The issue presented by the motion was whether Plaintiff was a licensee or a trespasser under the Colorado Premises Liability Act, C.R.S. § 13-21-115 (2015)(the “Act”). Under the Act, a landowner’s duty of care depends upon the injured person’s status as an invitee, licensee, or trespasser when that person enters the landowner’s property. C.R.S. § 13-21-115(3). A “licensee” is a “person who enters or remains on the land of another for the licensee’s own convenience or to advance his own interests, pursuant to the landowner’s permission or consent.” C.R.S. § 13-21-115(5). If Plaintiff qualified as a “licensee” under the Act, ABM would have owed Plaintiff the duty to use reasonable care to warn him of dangerous conditions about which ABM had actual knowledge. C.R.S. § 13-21-115(3)(b)(I)-(II).
A “trespasser” under the act is a person who enters or remains on the land of another without the landlord’s consent. C.R.S. § 13-21-115(5). If Plaintiff qualified as a “trespasser” under the Act, ABM would only be liable for the injuries that ABM “willfully or deliberately” caused. C.R.S. § 13-21-115(3)(a).
Plaintiff argued he was a licensee and maintained consent to enter the lot could be implied because there no signs prohibiting non-paying customers from entering or trespassing. Plaintiff further argued consent was implied from the way the parking lot was situated in relation to an adjoining restaurant, which opened to the parking lot, making it necessary to cross the lot to get into the restaurant. Plaintiff also argued consent was implied because during street festivals, the lot is open to everyone. Plaintiff did not allege that ABM willfully or deliberately caused his injuries.
ABM disputed that consent could be implied from the circumstances presented. Mr. Coberly argued Plaintiff was not attending a street festival or patronizing the adjoining restaurant and that Plaintiff could have taken an alternate public route to get to his friend’s apartment without trespassing through the ABM lot. Mr. Coberly further argued that summary judgment should be granted because Plaintiff was a trespasser and had not alleged ABM willfully or deliberately caused his injuries.
The Court agreed with Mr. Coberly and ABM. While there may have been implied consent for street festival attendees and patrons of the adjoining restaurant, the Court found the implied consent did not extend to Plaintiff because he was not attending a street festival or visiting the adjoining restaurant at the time of the slip and fall.
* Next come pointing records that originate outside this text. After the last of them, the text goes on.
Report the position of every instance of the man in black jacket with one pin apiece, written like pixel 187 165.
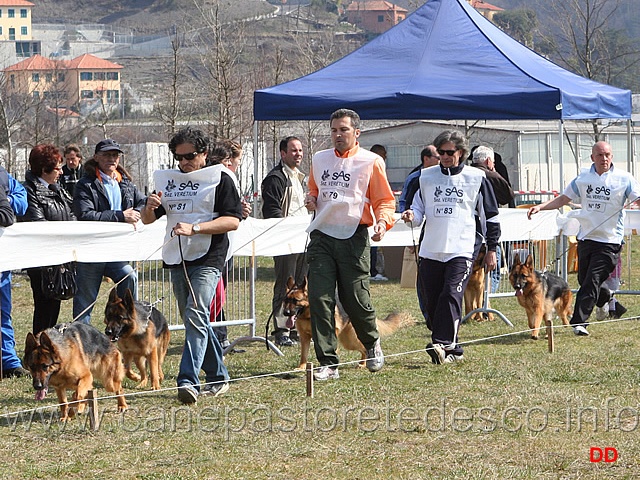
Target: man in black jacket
pixel 283 196
pixel 483 158
pixel 106 193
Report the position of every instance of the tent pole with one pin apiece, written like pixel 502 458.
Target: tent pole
pixel 562 239
pixel 631 166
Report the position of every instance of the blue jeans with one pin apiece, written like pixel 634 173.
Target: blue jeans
pixel 202 349
pixel 89 278
pixel 10 359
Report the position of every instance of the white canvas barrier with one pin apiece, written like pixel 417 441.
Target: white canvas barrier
pixel 34 244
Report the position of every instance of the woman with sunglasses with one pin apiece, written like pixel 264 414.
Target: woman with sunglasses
pixel 460 212
pixel 202 205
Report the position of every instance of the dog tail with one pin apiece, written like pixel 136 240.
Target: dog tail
pixel 393 322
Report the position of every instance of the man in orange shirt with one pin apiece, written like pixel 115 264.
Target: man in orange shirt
pixel 349 192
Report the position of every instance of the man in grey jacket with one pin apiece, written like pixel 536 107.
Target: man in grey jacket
pixel 283 196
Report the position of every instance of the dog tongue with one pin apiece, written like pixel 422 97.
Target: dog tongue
pixel 40 394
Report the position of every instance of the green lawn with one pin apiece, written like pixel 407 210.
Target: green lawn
pixel 511 410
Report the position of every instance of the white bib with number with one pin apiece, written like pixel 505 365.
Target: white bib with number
pixel 188 198
pixel 342 187
pixel 449 209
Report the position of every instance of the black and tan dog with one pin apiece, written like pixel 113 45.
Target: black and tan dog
pixel 142 334
pixel 67 357
pixel 474 292
pixel 296 308
pixel 539 293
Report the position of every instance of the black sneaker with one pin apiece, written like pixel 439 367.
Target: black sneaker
pixel 618 312
pixel 15 373
pixel 436 352
pixel 187 394
pixel 214 389
pixel 284 341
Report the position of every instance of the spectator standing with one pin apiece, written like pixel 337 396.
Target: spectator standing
pixel 483 158
pixel 603 191
pixel 16 196
pixel 72 170
pixel 105 193
pixel 196 258
pixel 47 202
pixel 349 191
pixel 283 194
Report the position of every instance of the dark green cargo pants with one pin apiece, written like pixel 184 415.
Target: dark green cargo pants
pixel 343 264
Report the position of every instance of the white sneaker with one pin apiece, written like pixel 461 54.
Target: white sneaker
pixel 580 331
pixel 379 278
pixel 375 357
pixel 326 373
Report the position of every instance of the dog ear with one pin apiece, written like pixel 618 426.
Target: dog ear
pixel 128 300
pixel 529 262
pixel 290 283
pixel 113 296
pixel 46 342
pixel 30 343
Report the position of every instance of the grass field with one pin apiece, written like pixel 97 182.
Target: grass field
pixel 511 410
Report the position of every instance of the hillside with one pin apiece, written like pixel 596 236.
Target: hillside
pixel 143 17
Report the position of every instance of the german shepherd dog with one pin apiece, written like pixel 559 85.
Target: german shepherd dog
pixel 142 333
pixel 296 308
pixel 67 357
pixel 474 292
pixel 539 293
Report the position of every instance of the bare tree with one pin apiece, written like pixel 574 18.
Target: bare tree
pixel 589 44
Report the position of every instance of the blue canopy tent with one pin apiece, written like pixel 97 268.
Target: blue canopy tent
pixel 446 62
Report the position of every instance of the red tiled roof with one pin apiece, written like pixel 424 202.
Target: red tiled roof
pixel 15 3
pixel 480 5
pixel 86 61
pixel 91 62
pixel 374 5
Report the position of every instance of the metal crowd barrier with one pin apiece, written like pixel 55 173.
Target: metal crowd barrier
pixel 154 286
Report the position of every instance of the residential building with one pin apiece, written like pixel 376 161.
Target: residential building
pixel 16 29
pixel 486 9
pixel 375 16
pixel 81 83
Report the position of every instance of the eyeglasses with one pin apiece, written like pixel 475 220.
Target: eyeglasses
pixel 447 152
pixel 185 156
Importantly, the Court held an entrant’s use of the lot must bear a relationship to the circumstances giving rise to the implied consent to enter the lot in order for the entrant to qualify as a licensee. Since there was no implied consent for Plaintiff (or other pedestrians) to use the lot as a shortcut or a general route of traverse, the Court found Plaintiff was a trespasser at the time of the incident. Because Plaintiff was found to be a trespasser when he fell and no willful or deliberate conduct was alleged, summary judgment was appropriate.
This is an important case that stands for the proposition that a plaintiff who is injured while crossing the land of another as a means of egress, rather than for the purposes of patronizing their establishment, may qualify as a trespasser. In such a case, the landowner would only be liable to the trespassing plaintiff for injuries it willfully or deliberately caused. However, the Court’s decision did suggest that had plaintiff been patronizing the adjoining restaurant, the restaurant may have owed plaintiff a duty under the Act, even though the restaurant did not own, lease or occupy the parking lot where the allegedly defective condition existed. Therefore, where there may be implied consent to use a parking lot or a part of a neighbor’s land to enter an adjoining establishment, the adjoining landowner may owe a duty of reasonable care to warn its patrons of dangerous conditions of which it is aware of on their neighbor’s land.